Cameron is a technocentric director: he understands the ship, the mechanics of the sinking; he gets pacing, staging setpieces and visual effects, but his attempt to impose a human story onto events is laboured and thin. Where dramatisation demands sobriety, Cameron can offer only melodrama. Where naturalism would have made humans of these historic characters, giving them the immediacy faked using a creaky framing device and a couple of Technicolor leads, the great auteur can offer only an approximation of feeling.
Titanic is laden with mannered theatricality, placeholder dialogue, and a deadening subservience to a plot that intrudes on the historic record like an on-set heckler. We’re beholden to this irrelevant sideshow while the real story unfolds in the background. Human tragedy is reduced to ambient noise. Forget women and children, what about truth and realism first?

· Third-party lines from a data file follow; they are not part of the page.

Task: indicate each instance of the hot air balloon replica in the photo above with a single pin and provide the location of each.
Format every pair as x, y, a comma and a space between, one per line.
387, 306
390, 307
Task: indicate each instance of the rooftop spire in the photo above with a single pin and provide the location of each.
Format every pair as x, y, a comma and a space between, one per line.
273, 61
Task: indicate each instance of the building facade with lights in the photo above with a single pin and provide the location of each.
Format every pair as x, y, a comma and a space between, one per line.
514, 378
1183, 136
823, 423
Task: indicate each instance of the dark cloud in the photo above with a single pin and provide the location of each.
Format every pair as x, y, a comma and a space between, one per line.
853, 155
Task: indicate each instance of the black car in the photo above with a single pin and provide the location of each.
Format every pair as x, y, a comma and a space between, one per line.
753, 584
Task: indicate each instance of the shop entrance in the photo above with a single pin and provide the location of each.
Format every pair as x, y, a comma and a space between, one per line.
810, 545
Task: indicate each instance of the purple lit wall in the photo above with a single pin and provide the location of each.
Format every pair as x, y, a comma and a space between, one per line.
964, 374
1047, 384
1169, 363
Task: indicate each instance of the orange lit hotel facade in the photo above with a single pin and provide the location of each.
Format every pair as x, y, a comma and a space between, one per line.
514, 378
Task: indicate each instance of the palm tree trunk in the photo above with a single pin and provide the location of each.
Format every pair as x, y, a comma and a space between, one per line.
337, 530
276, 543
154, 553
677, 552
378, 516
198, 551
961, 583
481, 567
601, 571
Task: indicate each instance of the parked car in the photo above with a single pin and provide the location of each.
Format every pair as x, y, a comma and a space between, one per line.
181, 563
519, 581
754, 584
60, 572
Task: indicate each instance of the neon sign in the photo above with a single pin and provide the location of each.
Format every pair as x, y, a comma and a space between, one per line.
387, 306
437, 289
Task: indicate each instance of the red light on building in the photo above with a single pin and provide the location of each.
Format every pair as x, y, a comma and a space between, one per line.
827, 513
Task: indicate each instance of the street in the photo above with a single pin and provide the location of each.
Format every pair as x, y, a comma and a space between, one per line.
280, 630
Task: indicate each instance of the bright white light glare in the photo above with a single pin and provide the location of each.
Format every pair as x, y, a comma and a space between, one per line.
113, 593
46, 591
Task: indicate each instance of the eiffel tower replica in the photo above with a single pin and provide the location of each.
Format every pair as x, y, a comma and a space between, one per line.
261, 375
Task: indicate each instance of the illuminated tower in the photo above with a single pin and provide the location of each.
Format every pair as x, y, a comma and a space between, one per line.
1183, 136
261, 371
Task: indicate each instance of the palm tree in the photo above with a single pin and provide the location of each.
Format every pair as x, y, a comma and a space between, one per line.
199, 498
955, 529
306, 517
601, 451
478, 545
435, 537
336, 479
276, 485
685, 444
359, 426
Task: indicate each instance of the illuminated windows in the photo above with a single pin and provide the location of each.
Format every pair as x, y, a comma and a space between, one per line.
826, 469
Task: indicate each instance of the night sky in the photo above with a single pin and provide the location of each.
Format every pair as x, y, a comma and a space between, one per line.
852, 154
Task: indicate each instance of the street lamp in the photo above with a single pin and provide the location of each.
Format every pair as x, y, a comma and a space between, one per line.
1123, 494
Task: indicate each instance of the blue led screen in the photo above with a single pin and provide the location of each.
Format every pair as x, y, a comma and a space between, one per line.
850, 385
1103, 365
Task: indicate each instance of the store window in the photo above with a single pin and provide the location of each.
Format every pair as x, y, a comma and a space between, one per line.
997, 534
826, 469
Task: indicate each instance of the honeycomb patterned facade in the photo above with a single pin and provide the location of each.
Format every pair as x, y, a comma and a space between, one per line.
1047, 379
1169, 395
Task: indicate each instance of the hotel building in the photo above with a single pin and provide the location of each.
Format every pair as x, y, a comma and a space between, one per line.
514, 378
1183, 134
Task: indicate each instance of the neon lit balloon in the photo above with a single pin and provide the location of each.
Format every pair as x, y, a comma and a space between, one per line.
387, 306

These are just Titanic’s design flaws – the slag in the rivets, its moral difficulties are more pronounced. From the moment he carelessly desecrated a grave site with his submersible, collapsing the wall to Captain Smith’s quarters on his first dive to the wreck, an incident that must have aged the oceanographer Robert Ballard who’d discovered it in tact ten years earlier, Cameron was already in deep water. But it was his decision to defame the dead that made his movie reprehensible.
His treatment of Bruce Ismay, the White Star Line’s managing director, here branded a coward for saving his own life, dotted the I and crossed the T of a monster Titanic myth. William Murdoch, the ship’s unlucky first officer, is made a murderer in his dying minutes, going on to blow his brains out (a portrayal for which Fox vice-president Scott Neeson was forced to apologise). This raises serious questions about a filmmaker’s responsibility to the dead; questions Cameron defensively dodged in later years with fatuous talk of “reflecting our basic emotional fabric” and “universals of human experience”. It didn’t occur to the maestro that history demanded more of him than wringing crocodile tears from pliable audience members, that you don’t need universals when you have specifics.
A $18m conversion to 3D does nothing to address these defects but it’s a highly useful reminder of another incident that vividly illustrates Cameron’s lack of trust in real feeling, and his propensity to fake it, the myth maker who never stops working, even when events demand it.
In his 2003 documentary, Ghosts of the Abyss, in which stereoscopic shots of the Titanic’s wreck were overlaid with intrusive and unnecessary dramatised vignettes, one scene has a troubled Bill Paxton meekly approach the director as he emerges from a dive on what we’re told is September 11th 2001. “It’s the worst terrorist attack in history, Jim” says Paxton, sounding like an auditionee for a bleak remake of Star Trek. It’s a line that sounds suspiciously retrospective. No doubt Cameron would argue that it represented the truth of the moment, which is different from the requirement for it to be true, but this is his problem. He doesn’t know the difference. Titanic documents that failing, not the reality of that awful night on the Atlantic.